L’EUR/USD a progressé pour une troisième séance, évoluant autour de 1,1550, tout en restant proche de plus bas de deux mois près de 1,1500 et en butant sous l’ancienne zone de support à 1,1575. L’appétit pour le risque s’est tassé après des informations faisant état de frappes américaines contre des systèmes de défense et de radar iraniens, suivies d’attaques de représailles de Téhéran visant des forces américaines à Bahreïn, même si les réactions sur le dollar et le pétrole ont été décrites comme contenues et modérément baissières.
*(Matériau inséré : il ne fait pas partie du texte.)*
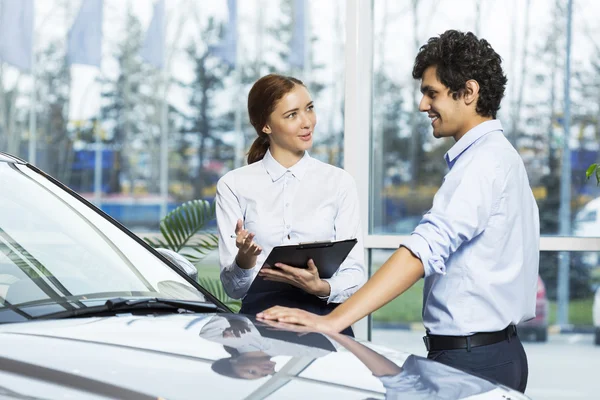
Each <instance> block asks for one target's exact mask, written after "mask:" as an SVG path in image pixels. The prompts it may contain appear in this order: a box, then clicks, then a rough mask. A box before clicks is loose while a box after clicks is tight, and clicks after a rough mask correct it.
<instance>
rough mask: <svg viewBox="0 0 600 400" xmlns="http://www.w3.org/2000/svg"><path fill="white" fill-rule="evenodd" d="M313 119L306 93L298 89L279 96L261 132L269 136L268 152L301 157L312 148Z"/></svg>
mask: <svg viewBox="0 0 600 400" xmlns="http://www.w3.org/2000/svg"><path fill="white" fill-rule="evenodd" d="M316 124H317V115H316V114H315V111H314V106H313V101H312V99H311V97H310V94H309V93H308V90H306V88H305V87H304V86H302V85H294V88H293V89H292V90H291V91H290V92H288V93H287V94H286V95H285V96H283V97H282V98H281V99H280V100H279V101H278V102H277V105H276V106H275V110H274V111H273V112H272V113H271V115H270V116H269V119H268V120H267V124H266V125H265V126H264V127H263V132H265V133H266V134H268V135H269V138H270V147H271V151H272V152H276V153H281V152H282V151H283V152H287V153H294V154H301V153H304V151H305V150H308V149H310V148H311V147H312V136H313V129H314V128H315V125H316Z"/></svg>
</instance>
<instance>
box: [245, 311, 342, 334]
mask: <svg viewBox="0 0 600 400" xmlns="http://www.w3.org/2000/svg"><path fill="white" fill-rule="evenodd" d="M256 317H257V318H258V319H259V320H267V321H278V322H280V323H284V324H296V325H301V326H304V327H307V328H308V331H318V332H324V333H334V332H339V331H341V330H342V329H344V327H341V326H338V324H337V321H335V320H334V319H333V317H332V316H331V315H330V314H329V315H317V314H313V313H310V312H308V311H304V310H300V309H298V308H287V307H281V306H275V307H271V308H269V309H268V310H265V311H263V312H260V313H258V314H256Z"/></svg>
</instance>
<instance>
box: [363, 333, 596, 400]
mask: <svg viewBox="0 0 600 400" xmlns="http://www.w3.org/2000/svg"><path fill="white" fill-rule="evenodd" d="M423 334H424V331H422V330H418V329H417V330H399V329H373V333H372V342H373V343H376V344H379V345H383V346H387V347H391V348H394V349H398V350H401V351H407V352H411V353H413V354H416V355H419V356H423V357H425V356H426V355H427V352H426V351H425V346H424V345H423V340H422V339H421V338H422V336H423ZM523 345H524V347H525V351H526V352H527V357H528V360H529V382H528V385H527V390H526V392H525V394H526V395H528V396H529V397H530V398H532V399H535V400H538V399H539V400H559V399H596V398H598V391H599V387H600V386H599V384H598V371H599V370H600V346H596V345H594V338H593V335H592V334H550V335H549V336H548V341H547V342H546V343H532V342H525V343H523Z"/></svg>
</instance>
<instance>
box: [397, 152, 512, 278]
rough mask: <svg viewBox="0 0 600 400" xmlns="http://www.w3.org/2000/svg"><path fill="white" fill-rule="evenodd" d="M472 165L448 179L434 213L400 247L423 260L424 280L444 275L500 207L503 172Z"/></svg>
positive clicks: (435, 206)
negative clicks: (436, 276) (406, 250)
mask: <svg viewBox="0 0 600 400" xmlns="http://www.w3.org/2000/svg"><path fill="white" fill-rule="evenodd" d="M473 165H477V166H478V168H468V167H467V168H463V170H462V171H461V172H462V173H453V172H452V171H451V172H450V173H448V175H446V178H445V180H444V183H443V184H442V186H441V187H440V189H439V190H438V192H437V193H436V195H435V197H434V199H433V206H432V208H431V210H430V211H429V212H428V213H426V214H425V215H424V216H423V219H422V220H421V222H420V223H419V225H418V226H417V227H416V228H415V230H414V232H413V233H412V234H411V235H410V236H409V238H408V239H407V240H406V241H405V242H403V243H402V245H401V246H403V247H406V248H407V249H408V250H410V251H411V252H412V253H413V254H414V255H415V256H416V257H418V258H419V259H420V260H421V262H422V263H423V267H424V270H425V276H430V275H432V274H445V273H446V261H447V260H448V257H450V255H451V254H453V253H454V252H456V250H457V249H458V248H459V247H460V246H461V245H462V244H463V243H465V242H468V241H470V240H473V239H474V238H475V237H477V236H478V235H479V234H481V232H483V229H484V228H485V227H486V225H487V223H488V221H489V219H490V217H491V216H492V215H493V214H494V212H495V211H496V209H497V207H498V204H499V202H500V196H501V193H502V185H503V184H504V183H503V182H504V179H503V177H502V176H501V169H500V168H499V166H495V165H491V164H490V163H486V162H485V160H476V161H475V162H474V163H473Z"/></svg>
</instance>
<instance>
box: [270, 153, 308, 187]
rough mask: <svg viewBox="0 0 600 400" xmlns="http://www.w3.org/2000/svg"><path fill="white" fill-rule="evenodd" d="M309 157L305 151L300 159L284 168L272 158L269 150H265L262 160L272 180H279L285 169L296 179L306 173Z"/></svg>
mask: <svg viewBox="0 0 600 400" xmlns="http://www.w3.org/2000/svg"><path fill="white" fill-rule="evenodd" d="M311 158H312V157H311V156H310V155H309V154H308V152H307V151H305V152H304V156H303V157H302V158H301V159H300V161H298V162H297V163H296V164H294V165H292V166H291V167H290V168H285V167H284V166H283V165H281V164H279V163H278V162H277V160H275V159H274V158H273V155H272V154H271V150H267V152H266V153H265V156H264V157H263V160H262V162H263V165H264V166H265V169H266V170H267V173H268V174H269V176H270V177H271V179H272V180H273V182H275V181H277V180H279V179H280V178H281V177H282V176H283V175H285V173H286V172H287V171H290V172H291V173H292V175H294V176H295V177H296V178H297V179H298V180H302V178H303V177H304V175H305V174H306V171H307V170H308V167H309V164H310V160H311Z"/></svg>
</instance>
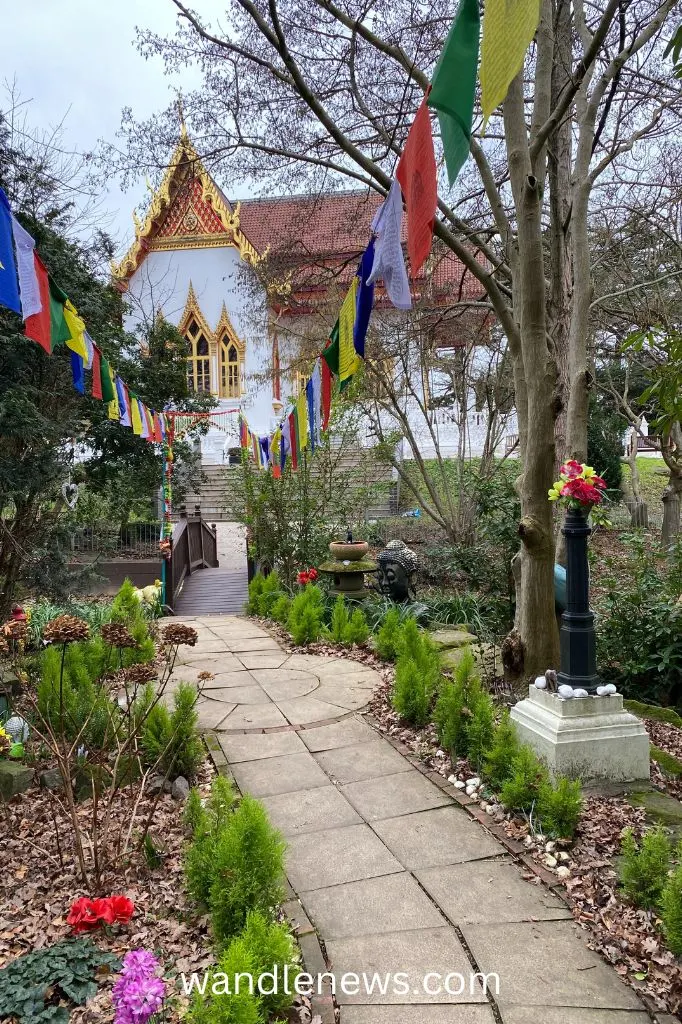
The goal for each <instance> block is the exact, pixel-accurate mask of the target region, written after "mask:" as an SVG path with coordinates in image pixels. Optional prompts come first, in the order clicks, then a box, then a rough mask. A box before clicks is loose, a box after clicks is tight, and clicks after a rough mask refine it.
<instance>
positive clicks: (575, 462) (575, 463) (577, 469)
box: [559, 459, 583, 480]
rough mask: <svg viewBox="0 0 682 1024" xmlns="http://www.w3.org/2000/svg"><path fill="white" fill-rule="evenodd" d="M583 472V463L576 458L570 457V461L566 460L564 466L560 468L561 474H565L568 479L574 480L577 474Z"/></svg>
mask: <svg viewBox="0 0 682 1024" xmlns="http://www.w3.org/2000/svg"><path fill="white" fill-rule="evenodd" d="M582 472H583V466H582V464H581V463H580V462H576V460H574V459H569V460H568V462H564V464H563V466H562V467H561V469H560V470H559V473H560V474H561V476H565V477H566V478H567V479H568V480H573V479H574V478H576V477H577V476H580V475H581V473H582Z"/></svg>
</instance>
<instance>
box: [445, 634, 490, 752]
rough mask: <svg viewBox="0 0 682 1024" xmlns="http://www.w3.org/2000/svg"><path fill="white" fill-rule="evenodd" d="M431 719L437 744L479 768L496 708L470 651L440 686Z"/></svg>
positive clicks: (466, 651) (461, 660)
mask: <svg viewBox="0 0 682 1024" xmlns="http://www.w3.org/2000/svg"><path fill="white" fill-rule="evenodd" d="M433 720H434V722H435V725H436V728H437V730H438V742H439V743H440V745H441V746H442V748H444V749H445V750H446V751H449V752H450V753H451V755H452V756H453V757H461V758H469V760H470V761H471V763H472V765H473V766H474V767H475V768H476V770H478V769H480V767H481V765H482V764H483V759H484V756H485V753H486V752H487V750H488V749H489V746H491V744H492V742H493V735H494V724H495V709H494V706H493V700H492V699H491V696H489V694H488V693H487V692H486V691H485V690H484V689H483V688H482V686H481V684H480V680H479V678H478V676H477V674H476V667H475V663H474V658H473V654H472V653H471V649H470V648H467V649H466V650H465V651H464V654H463V657H462V660H461V662H460V664H459V665H458V666H457V668H456V669H455V678H454V681H453V682H447V683H444V684H443V685H442V687H441V689H440V694H439V696H438V700H437V702H436V706H435V711H434V715H433Z"/></svg>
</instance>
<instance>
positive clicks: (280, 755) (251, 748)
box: [218, 732, 307, 765]
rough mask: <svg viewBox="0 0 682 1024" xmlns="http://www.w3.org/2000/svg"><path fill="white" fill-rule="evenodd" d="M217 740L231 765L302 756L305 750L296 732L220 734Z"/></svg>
mask: <svg viewBox="0 0 682 1024" xmlns="http://www.w3.org/2000/svg"><path fill="white" fill-rule="evenodd" d="M218 740H219V742H220V746H221V748H222V752H223V754H224V755H225V757H226V758H227V760H228V761H229V763H230V764H232V765H235V764H239V763H241V762H242V761H259V760H260V759H261V758H276V757H281V756H282V755H284V754H302V753H303V752H304V751H305V750H307V748H306V746H305V744H304V743H303V742H302V741H301V738H300V736H299V735H298V733H297V732H270V733H262V732H253V733H251V734H250V735H246V736H245V735H240V734H239V733H235V734H233V735H230V734H229V733H225V732H221V733H219V734H218Z"/></svg>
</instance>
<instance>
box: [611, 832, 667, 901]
mask: <svg viewBox="0 0 682 1024" xmlns="http://www.w3.org/2000/svg"><path fill="white" fill-rule="evenodd" d="M621 853H622V856H623V862H622V865H621V885H622V887H623V891H624V892H625V894H626V896H627V897H628V899H630V900H632V902H633V903H635V904H636V905H637V906H643V907H646V908H647V909H649V910H655V909H657V908H658V905H659V903H660V897H662V894H663V891H664V889H665V888H666V886H667V884H668V872H669V871H670V867H671V861H672V856H673V849H672V845H671V842H670V839H669V838H668V836H667V834H666V831H665V829H664V828H663V827H662V826H660V825H658V826H657V827H655V828H650V829H649V830H648V831H647V833H645V834H644V836H643V837H642V841H641V843H640V844H639V846H638V845H637V841H636V839H635V835H634V833H633V830H632V829H631V828H627V829H626V830H625V833H624V834H623V846H622V848H621Z"/></svg>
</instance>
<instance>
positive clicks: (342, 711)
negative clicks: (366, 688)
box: [278, 690, 347, 725]
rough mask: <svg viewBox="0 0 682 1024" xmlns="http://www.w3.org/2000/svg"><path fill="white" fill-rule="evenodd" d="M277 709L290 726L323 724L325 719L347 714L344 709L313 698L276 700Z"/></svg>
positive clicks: (333, 717) (296, 698)
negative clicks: (284, 716)
mask: <svg viewBox="0 0 682 1024" xmlns="http://www.w3.org/2000/svg"><path fill="white" fill-rule="evenodd" d="M316 692H317V690H315V693H316ZM278 708H279V709H280V711H281V712H282V713H283V715H285V716H286V718H287V721H288V722H291V724H292V725H309V724H310V723H311V722H324V721H325V720H326V719H330V718H338V717H339V716H340V715H345V714H347V712H346V709H345V708H339V707H337V706H336V705H330V703H326V702H325V701H324V700H317V698H316V697H315V696H308V697H295V698H294V699H293V700H278Z"/></svg>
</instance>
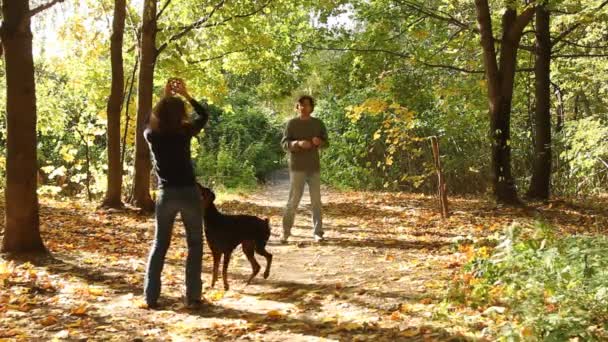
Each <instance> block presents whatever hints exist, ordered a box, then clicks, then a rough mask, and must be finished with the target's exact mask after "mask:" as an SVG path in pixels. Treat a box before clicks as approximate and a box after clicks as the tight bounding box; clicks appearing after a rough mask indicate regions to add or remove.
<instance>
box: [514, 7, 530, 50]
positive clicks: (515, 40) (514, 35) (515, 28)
mask: <svg viewBox="0 0 608 342" xmlns="http://www.w3.org/2000/svg"><path fill="white" fill-rule="evenodd" d="M535 10H536V9H535V7H534V6H531V7H528V8H526V9H525V10H524V11H523V12H521V14H520V15H518V16H517V19H515V23H514V24H513V27H511V30H510V31H509V39H511V40H512V41H515V42H516V41H519V37H521V35H522V33H523V31H524V29H525V28H526V26H528V24H529V23H530V21H531V20H532V18H534V12H535Z"/></svg>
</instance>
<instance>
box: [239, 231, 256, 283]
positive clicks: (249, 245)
mask: <svg viewBox="0 0 608 342" xmlns="http://www.w3.org/2000/svg"><path fill="white" fill-rule="evenodd" d="M242 246H243V253H245V255H246V256H247V259H248V260H249V263H250V264H251V276H249V279H247V285H249V283H251V280H253V278H255V276H256V275H258V273H260V264H258V261H257V260H255V244H254V243H253V241H243V243H242Z"/></svg>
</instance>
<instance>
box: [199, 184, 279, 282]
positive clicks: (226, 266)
mask: <svg viewBox="0 0 608 342" xmlns="http://www.w3.org/2000/svg"><path fill="white" fill-rule="evenodd" d="M198 186H199V189H200V191H201V198H202V200H201V202H202V206H203V210H204V216H203V218H204V222H205V237H206V239H207V244H208V245H209V248H210V249H211V253H212V255H213V278H212V280H211V287H213V286H214V285H215V282H216V281H217V277H218V271H219V266H220V260H221V258H222V255H223V256H224V265H223V268H222V279H223V280H224V289H226V290H228V288H229V287H228V274H227V271H228V263H229V262H230V256H231V255H232V252H233V251H234V249H235V248H236V247H237V246H238V245H242V247H243V253H245V255H246V256H247V259H248V260H249V262H250V263H251V270H252V273H251V276H250V277H249V279H248V280H247V285H249V283H250V282H251V280H252V279H253V278H254V277H255V276H256V275H257V274H258V273H259V272H260V264H258V262H257V260H256V259H255V253H258V254H259V255H262V256H264V257H265V258H266V269H265V270H264V279H266V278H268V276H269V275H270V264H271V263H272V254H270V253H268V251H266V243H267V242H268V239H269V238H270V225H269V222H268V219H264V220H263V219H261V218H259V217H256V216H251V215H224V214H222V213H220V212H219V210H217V208H216V206H215V204H214V203H213V201H214V200H215V194H214V193H213V191H211V189H209V188H205V187H203V186H202V185H200V184H198Z"/></svg>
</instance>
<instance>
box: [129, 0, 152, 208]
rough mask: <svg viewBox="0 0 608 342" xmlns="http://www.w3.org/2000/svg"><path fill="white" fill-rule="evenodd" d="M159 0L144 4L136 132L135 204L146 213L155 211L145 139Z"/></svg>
mask: <svg viewBox="0 0 608 342" xmlns="http://www.w3.org/2000/svg"><path fill="white" fill-rule="evenodd" d="M157 19H158V16H157V13H156V0H145V1H144V3H143V15H142V26H141V34H140V38H139V39H140V41H139V53H140V55H139V56H140V57H139V81H138V99H137V124H136V130H135V132H136V133H135V134H136V137H135V176H134V181H133V198H132V199H131V202H132V204H134V205H135V206H137V207H138V208H141V209H143V210H146V211H150V210H152V209H153V208H154V203H153V201H152V197H150V170H151V164H150V151H149V150H148V145H147V143H146V141H145V139H144V135H143V132H144V129H145V127H146V124H147V120H148V117H149V114H150V112H151V110H152V91H153V83H154V67H155V65H156V57H157V50H156V32H157Z"/></svg>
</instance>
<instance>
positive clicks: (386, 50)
mask: <svg viewBox="0 0 608 342" xmlns="http://www.w3.org/2000/svg"><path fill="white" fill-rule="evenodd" d="M301 45H302V47H303V48H305V49H309V50H324V51H354V52H372V53H375V52H382V53H386V54H389V55H393V56H397V57H401V58H409V57H410V55H409V54H404V53H402V52H399V51H391V50H385V49H365V48H340V47H331V46H330V47H322V46H312V45H306V44H301Z"/></svg>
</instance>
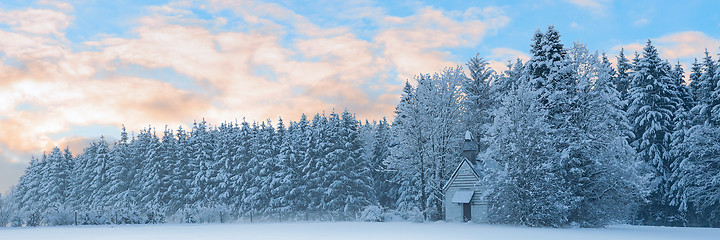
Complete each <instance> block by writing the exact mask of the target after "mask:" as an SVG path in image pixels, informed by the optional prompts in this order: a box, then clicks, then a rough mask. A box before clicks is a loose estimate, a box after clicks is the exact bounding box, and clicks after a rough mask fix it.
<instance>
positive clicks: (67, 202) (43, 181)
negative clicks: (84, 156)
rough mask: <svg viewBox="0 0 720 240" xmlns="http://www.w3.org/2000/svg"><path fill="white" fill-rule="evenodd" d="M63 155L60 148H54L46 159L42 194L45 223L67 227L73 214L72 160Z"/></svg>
mask: <svg viewBox="0 0 720 240" xmlns="http://www.w3.org/2000/svg"><path fill="white" fill-rule="evenodd" d="M66 153H68V154H63V152H62V151H60V148H58V147H54V148H53V150H52V151H51V152H50V155H48V156H47V158H46V159H45V162H46V164H45V167H46V170H45V171H44V172H45V176H44V180H43V184H42V186H41V188H40V192H42V193H44V194H43V196H44V197H43V198H42V199H43V201H42V206H43V207H44V208H45V209H44V211H43V216H44V218H45V219H44V221H43V222H44V223H45V224H48V225H67V224H70V223H71V219H70V216H71V213H70V211H71V210H70V209H69V205H68V202H67V200H68V195H69V193H70V191H69V188H70V182H69V177H70V173H71V171H72V169H71V168H70V164H71V161H72V160H71V159H70V160H68V159H66V156H67V155H71V154H69V150H67V152H66Z"/></svg>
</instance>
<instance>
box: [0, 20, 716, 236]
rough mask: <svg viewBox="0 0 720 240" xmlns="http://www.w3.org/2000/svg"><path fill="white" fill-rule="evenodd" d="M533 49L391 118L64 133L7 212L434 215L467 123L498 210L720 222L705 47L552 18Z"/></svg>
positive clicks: (673, 220) (443, 198) (269, 122)
mask: <svg viewBox="0 0 720 240" xmlns="http://www.w3.org/2000/svg"><path fill="white" fill-rule="evenodd" d="M530 53H531V59H530V60H528V61H526V62H523V61H521V60H519V59H518V60H517V61H514V62H509V63H508V68H507V69H504V70H502V71H500V72H496V70H493V69H490V68H489V67H488V63H487V61H485V60H484V59H483V58H481V57H473V58H471V59H470V60H469V61H468V62H467V64H466V66H467V71H464V70H463V68H462V67H460V66H458V67H451V68H446V69H445V70H443V71H441V72H440V73H434V74H421V75H419V76H417V77H416V79H415V80H416V81H414V83H415V84H414V85H413V84H410V83H406V85H405V88H404V89H403V92H402V97H401V99H400V102H399V104H398V105H397V107H396V111H395V116H394V120H393V121H392V123H391V124H390V123H388V122H387V121H385V120H382V121H379V122H373V123H370V122H367V121H366V122H365V123H364V124H361V123H360V122H359V121H358V120H356V118H355V117H354V116H353V114H351V113H349V112H347V111H345V112H343V113H340V114H337V113H331V114H330V115H329V116H325V115H323V114H317V115H315V116H314V117H313V119H312V120H311V121H310V120H308V119H307V117H306V116H305V115H303V116H302V117H301V118H300V120H299V121H297V122H290V123H289V124H287V125H286V124H285V123H284V122H283V121H282V120H279V121H278V122H277V124H275V125H273V124H271V123H270V121H269V120H268V121H266V122H260V123H252V124H251V123H247V122H242V123H223V124H220V125H219V126H208V125H207V123H205V122H204V121H202V122H197V123H195V124H193V127H192V129H190V130H185V129H182V128H180V129H177V130H174V131H173V130H169V129H165V131H164V132H163V133H162V134H160V135H161V136H158V135H157V134H156V132H155V129H152V128H148V129H145V130H142V131H141V132H140V133H139V134H138V135H137V136H133V137H128V135H127V133H126V131H125V129H123V132H122V133H121V137H120V140H119V141H117V142H115V143H112V144H109V145H110V146H109V145H108V143H106V142H105V141H104V139H102V138H101V139H99V140H97V141H95V142H94V143H92V144H91V145H90V146H89V147H88V148H86V149H85V150H84V151H83V152H82V153H80V154H79V155H78V156H74V155H73V154H71V153H70V152H69V151H68V150H67V149H66V150H64V151H62V150H60V149H59V148H55V149H53V150H52V151H51V152H50V153H49V154H44V155H43V156H42V157H40V158H39V159H32V161H31V164H30V166H29V167H28V169H27V170H26V172H25V175H23V176H22V178H21V179H20V182H19V183H18V184H17V186H15V187H14V188H13V190H12V192H11V194H10V195H8V196H4V198H3V199H2V202H0V203H1V204H0V225H13V226H28V225H29V226H36V225H44V224H45V225H57V224H69V223H70V222H71V221H70V220H69V219H70V218H74V216H73V215H74V214H75V213H78V214H79V216H80V218H81V220H82V222H81V223H82V224H108V223H115V224H118V223H157V222H166V221H181V222H204V221H208V220H207V219H208V218H207V217H204V216H207V215H208V212H214V213H217V214H220V213H222V214H227V216H232V217H234V218H238V217H239V216H245V215H247V214H249V213H255V214H258V216H269V215H270V214H284V216H287V219H296V220H303V219H305V218H307V214H305V216H304V217H303V213H313V214H315V215H316V216H319V215H322V216H325V217H323V219H321V220H349V219H356V218H358V217H361V218H365V219H368V216H367V215H368V214H376V215H382V216H377V218H376V219H379V220H382V219H383V217H392V216H397V217H403V218H406V219H411V220H417V221H423V220H439V219H442V217H443V216H444V213H443V211H444V206H443V204H444V203H443V199H444V196H443V193H442V191H441V189H442V186H443V185H444V184H445V183H446V182H447V180H448V178H449V177H450V174H451V171H452V170H453V169H454V168H455V167H456V166H457V164H458V163H459V162H460V160H461V157H460V154H461V152H460V151H461V149H460V146H461V143H462V141H463V137H464V134H463V133H464V132H465V131H470V132H471V134H472V137H473V138H474V139H475V140H476V143H477V145H478V146H477V147H478V149H479V150H480V151H479V154H478V159H479V164H478V166H477V168H478V170H479V171H480V173H481V174H482V177H483V180H482V182H481V183H480V184H484V185H483V186H486V189H487V191H486V192H485V194H484V195H483V197H485V198H487V200H488V201H489V204H490V205H489V209H490V210H489V219H490V221H491V222H493V223H504V224H522V225H529V226H554V227H565V226H582V227H598V226H605V225H607V224H611V223H619V222H624V223H633V224H648V225H668V226H710V227H719V226H720V197H718V196H720V181H718V179H720V86H719V85H718V84H720V62H718V61H717V60H713V59H712V57H711V56H710V55H709V54H708V53H707V52H706V54H705V57H704V58H702V59H701V60H700V61H698V60H696V61H695V63H693V65H692V66H691V68H690V74H689V79H685V72H684V69H683V68H682V67H681V66H680V64H674V65H673V64H670V63H669V62H668V61H667V60H663V59H661V58H660V57H659V55H658V51H657V49H656V48H655V47H654V46H653V45H652V43H651V42H650V41H648V42H647V44H646V46H645V48H644V49H643V51H642V52H641V53H635V55H634V56H632V57H631V59H628V57H627V56H626V55H625V53H624V51H621V52H620V54H619V55H618V56H617V57H616V59H617V63H616V64H614V65H613V64H611V62H610V60H609V59H608V57H607V56H606V55H605V54H604V53H598V52H597V51H595V52H591V51H589V50H588V49H587V47H586V46H585V45H584V44H581V43H574V44H573V45H572V46H570V47H566V46H565V45H563V44H562V43H561V41H560V34H559V33H558V32H557V31H556V30H555V28H554V27H552V26H550V27H548V29H547V31H545V32H541V31H537V32H536V33H535V34H534V36H533V38H532V42H531V50H530ZM466 72H467V74H466ZM369 209H371V211H370V210H369ZM377 209H382V211H384V213H378V211H376V210H377ZM71 216H72V217H71ZM232 217H231V218H232ZM370 218H371V217H370ZM73 220H74V219H73Z"/></svg>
L’attention se tourne désormais vers l’indice des prix à la consommation (CPI) américain de mai, attendu en accélération vers des plus hauts de trois ans, après un rapport sur l’emploi (Nonfarm Payrolls) plus solide vendredi, renforçant les anticipations d’un durcissement de la politique de la Réserve fédérale.
Sur le plan technique, la paire a évolué juste au-dessus de 1,1505, avec un momentum légèrement négatif sur les graphiques quatre heures : l’indice de force relative (RSI) se situait juste sous 50, tandis que le MACD (Moving Average Convergence Divergence) demeurait en territoire positif mais peu marqué. Un franchissement au-dessus de 1,1575 reportera l’attention sur les sommets des 4–5 juin vers 1,1645, puis sur les sommets de fin mai à 1,1685. À la baisse, les plus bas de séance se situaient près de 1,1530, avec un support à 1,1505 (niveau de lundi) ; en dessous, le marché regardera le plus bas du 30 mars à 1,1443.
Facteurs macroéconomiques et vigueur du dollar
Nous observons un euro en difficulté près de ses plus bas de deux mois autour de 1,1500, toute tentative de rebond étant plafonnée sous la zone de résistance à 1,1575. Tous les regards se portent désormais sur les chiffres de l’inflation américaine de mai, attendus dans les prochains jours. Le marché est positionné sur un dollar fort, et nous hésitons à aller contre lui avant cette publication clé.
Cette focalisation est justifiée : le rapport sur l’emploi de vendredi dernier a montré 250 000 créations de postes, bien au-delà des attentes. Cela fait suite à un CPI d’avril en glissement annuel élevé à 3,8 %, qui a placé la Réserve fédérale dans une posture plus prudente. En conséquence, les marchés à terme n’intègrent quasiment aucune probabilité de baisse de taux en 2026, ce qui continue de soutenir le billet vert.
Stratégies de trading et déclencheurs techniques
Nous estimons que les traders devraient envisager l’achat de puts sur l’EUR/USD afin de se couvrir ou de spéculer sur une nouvelle baisse sous le support de 1,1500. La volatilité implicite des options de courte maturité a grimpé à un plus haut de six semaines à 8,5 % à l’approche de la publication du CPI, ce qui rend des stratégies comme les bear put spreads attractives pour contenir le coût de la prime. Cette approche permet de profiter d’un mouvement baissier tout en gardant un risque clairement défini.
La vigueur du dollar est également alimentée par un climat général « risk-off » lié au regain de tensions au Moyen-Orient, qui renforce la demande de valeurs refuges. Cet environnement rappelle la période 2022-2023, lorsque une inflation persistante avait contraint la Fed à maintenir des taux élevés bien plus longtemps que ne l’anticipait initialement le marché. Nous pourrions assister aux prémices d’une dynamique similaire.
D’un point de vue technique, une cassure nette sous le support à 1,1505 constituerait un signal baissier significatif. Un tel mouvement déclencherait probablement une cascade d’ordres stop-loss et pourrait ouvrir la voie à une baisse rapide vers l’objectif de 1,1443. Nous surveillons ce seuil de 1,1505 comme un déclencheur clé pour initier de nouvelles positions vendeuses ou renforcer celles existantes.